Also in comparison with February, March 2018 does not seem to be the month of recovery but rather a mixed bag if not the first signal of another bumby road ahead:
After the crash in February, the DAX lost some more points during the month. However, the increased volatility gives even more reason to worry: After closing at 12,435 points on 28 February 2018, the index lost another few hundred points at the start of the month and closed at 12,190 already on 1 March 2018, then continuing its slide down to 11.787 points on 26 March, before closing at 12,096 on 29 March 2018. So, again, the DAX lost in comparison to the previous month – it remains to be seen whether this is a glitch or a new trend…
Although curent data on the development of Germany’s GDP in the first quarter of 2018 is not available yet, adjacent data indicates that at least the pace of Germany’s growth has lost some of its momentum: E.g., German exports, after setting another record in 2017 and against pundit’s expectations declined by 3.2% in February (MoM), after already declining by 0.4% (MoM) in January 2018. Still, the German Target 2 balance reached another record high with Euro 923 Billion.
Also, the German unemployment-rate fell further from 5.7% in February to 5.5% in March 2018, the number of unemployed falling by around 88,000 (MoM) now reaching 2.458m. Insolvencies of German companies (after surprisingly increasing in the last months of 2017) continued their decline and met another record-low with -3.4% in January 2018.
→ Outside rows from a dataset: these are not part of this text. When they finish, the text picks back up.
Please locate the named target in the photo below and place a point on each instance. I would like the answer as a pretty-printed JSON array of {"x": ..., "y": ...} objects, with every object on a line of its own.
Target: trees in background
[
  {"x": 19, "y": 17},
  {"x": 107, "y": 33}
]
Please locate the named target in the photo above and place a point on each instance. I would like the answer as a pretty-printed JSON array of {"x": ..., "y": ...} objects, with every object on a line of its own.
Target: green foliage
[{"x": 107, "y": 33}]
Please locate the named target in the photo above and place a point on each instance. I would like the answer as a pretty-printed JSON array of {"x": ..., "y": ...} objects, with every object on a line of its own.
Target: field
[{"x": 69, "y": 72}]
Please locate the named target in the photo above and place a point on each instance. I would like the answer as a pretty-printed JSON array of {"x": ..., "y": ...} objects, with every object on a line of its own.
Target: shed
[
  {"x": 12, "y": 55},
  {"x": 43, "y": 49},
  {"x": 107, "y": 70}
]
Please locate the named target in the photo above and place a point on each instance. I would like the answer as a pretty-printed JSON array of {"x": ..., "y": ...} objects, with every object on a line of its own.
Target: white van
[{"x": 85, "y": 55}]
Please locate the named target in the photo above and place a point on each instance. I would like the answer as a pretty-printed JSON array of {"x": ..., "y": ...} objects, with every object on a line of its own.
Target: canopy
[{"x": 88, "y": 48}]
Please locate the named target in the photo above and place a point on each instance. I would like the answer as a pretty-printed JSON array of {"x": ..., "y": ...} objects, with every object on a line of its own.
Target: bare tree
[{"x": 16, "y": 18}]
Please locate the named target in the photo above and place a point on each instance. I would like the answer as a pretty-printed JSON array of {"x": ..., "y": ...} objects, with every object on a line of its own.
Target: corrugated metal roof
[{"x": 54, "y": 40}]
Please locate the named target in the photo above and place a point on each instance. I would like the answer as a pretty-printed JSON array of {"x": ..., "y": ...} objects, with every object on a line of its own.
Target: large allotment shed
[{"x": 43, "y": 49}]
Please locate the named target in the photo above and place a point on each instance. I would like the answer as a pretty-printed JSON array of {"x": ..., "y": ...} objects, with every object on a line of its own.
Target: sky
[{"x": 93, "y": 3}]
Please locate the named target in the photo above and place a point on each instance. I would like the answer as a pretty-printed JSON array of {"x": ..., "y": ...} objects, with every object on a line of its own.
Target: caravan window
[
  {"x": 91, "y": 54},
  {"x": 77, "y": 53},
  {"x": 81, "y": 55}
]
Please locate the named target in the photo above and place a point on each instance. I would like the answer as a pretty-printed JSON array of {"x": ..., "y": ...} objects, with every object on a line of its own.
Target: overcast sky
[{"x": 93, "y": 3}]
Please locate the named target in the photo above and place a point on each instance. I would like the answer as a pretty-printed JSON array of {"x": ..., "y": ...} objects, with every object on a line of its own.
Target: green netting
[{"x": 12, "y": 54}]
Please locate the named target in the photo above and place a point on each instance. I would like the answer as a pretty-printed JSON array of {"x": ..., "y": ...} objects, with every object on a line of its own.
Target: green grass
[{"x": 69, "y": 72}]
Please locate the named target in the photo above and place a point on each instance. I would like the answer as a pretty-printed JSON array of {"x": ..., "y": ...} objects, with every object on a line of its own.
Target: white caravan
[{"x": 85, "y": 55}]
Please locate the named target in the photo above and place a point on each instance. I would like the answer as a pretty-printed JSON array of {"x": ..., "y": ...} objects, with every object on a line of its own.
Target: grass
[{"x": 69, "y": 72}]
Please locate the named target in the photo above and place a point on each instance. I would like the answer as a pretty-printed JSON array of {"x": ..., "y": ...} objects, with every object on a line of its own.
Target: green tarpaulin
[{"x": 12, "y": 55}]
There against, the German inflation-rate further increased from 1.3% in January to 1.4% in February and now to 1.6% in March 2018 (each MoM). Hence, there might a reverse of the previous trend – to be monitored in the months to come. Also, Germany’s industrial production took a surprising hit and – with a minus of 1.6% (MoM) – sunk to levels not seens since 2015. There against stand new orders: While decreasing by -3.9% in January, they increased by more than 13% in February 2018 (each MoM) – pointing to another statistical anomaly.
Already reflecting the mixed signals, the leading German indicators unisonally point south: The German (Industrial) Purchasing Managers’ Index (PMI) – (again) further declined from 60.3 points in February to (currently) 58.2 points in March 2018. The Ifo business climate index fell from 115.4 points in February to 114,7 points March 2018, thereby signaling some weakness ahead. Also, the ZEW Indicator further declined from 92.3 points in February to 90.7 points in March 2018.
Hence, February (cf. here) does not seem to be a “one-time-dent” as I phrased it then. Let’s hope, that it was not the start of a turn to the negative as some pundits imply (cf. here).